Here is the same workspace as seen by someone who only has Viewer access to the workspace, and you will notice that there is no possibility of switching to lineage view.
This is because the Viewer role only gives you access to content, it does not give you access to the underlying datasets. So, lineage view would not really make any sense in that context.
In lineage view, content is shown in related clusters.
In this first cluster, we can see that we have a dataset, which is made up of three components, a CSV file, tables or views brought in from SQL Server, and then some data brought in from a web source.
We can also see that this dataset has been shared. So, it is possible for users to build reports on this dataset and upload them into other workspaces. Then we see the report that is been built from that dataset, and then finally, a series of dashboards, which all have dependencies on that sales report.
In the bottom right of each of the items in the cluster, we have a button marked show lineage. When we click on this, we are given a very clear overview of the dependencies on the selected item.
In this example, we can see that selected data source is used in the dataset, it is used in the report, and it is used in the various dashboards as well.
The above cluster is entirely located within the current workspace, the UK Sales workspace. If we move down to the next cluster, we have an example of a dataset, which is coming from another workspace, and this is referred to as an external dataset, and you will see it has its own icon when we hover over the icon, that tooltip tells us that this is an external dataset, and you will notice that we have a link, which will enable us to navigate to that location.
From that external dataset, we have created four reports, and then we have created one dashboard from each of those reports.
Next, let us click on the Data Central link to navigate to the workspace that contains this dataset.
We remain in lineage view, and we are now taken across to the Data Central workspace, where our sales data dataset is located.
We can see each of the data sources on which this dataset is built. We have a couple of Excel files, a SQL Server database, and a web source.
However, that the diagram does not show us the reports that may have been built from this dataset, and this is where the Impact Analysis screen comes in.
If we click on the button which says, "Show impact across workspaces", the Impact Analysis pop-up appears, and this gives us a very good overview of how the dataset is being used within the Power BI tenant.
We have one section for each of the workspaces from which this dataset has been referenced, and at the moment, there is only one other workspace, which is the UK Sales workspace, where we started.
When we expand UK Sales, we get a list of all the reports and all the dashboards that have been built from this dataset.
When we were up and running, we will also be given some useful stats as to who is viewing the content, and how many views are coming from each of those viewers.
We also have a useful button here for sending out notifications to the contacts associated with this workspace. For example, if we were about to make impactive or potentially impacted changes to the dataset, we might want to notify people who have built reports from that dataset.
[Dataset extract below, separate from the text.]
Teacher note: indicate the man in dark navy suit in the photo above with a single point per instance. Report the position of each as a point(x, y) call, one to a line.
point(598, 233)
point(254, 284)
To determine who gets notified, we click on the ellipsis menu next to the name of the workspace (In this case "Data Central") and go into workspace settings.
In the advanced section, we can specify the contact list. By default, the list includes anyone who has admin access to this workspace. However, alternatively, we can choose specific users and groups and then reference either individual users or security groups.
These are the people that will be notified when we click on notify contacts.
So, that is an overview of the two areas relevant to this topic; just be aware of how to use lineage view to track dependencies on the objects within a workspace, and also to use the impact analysis feature to get an idea of how changes that you may make to your datasets could have an impact on downstream artefacts.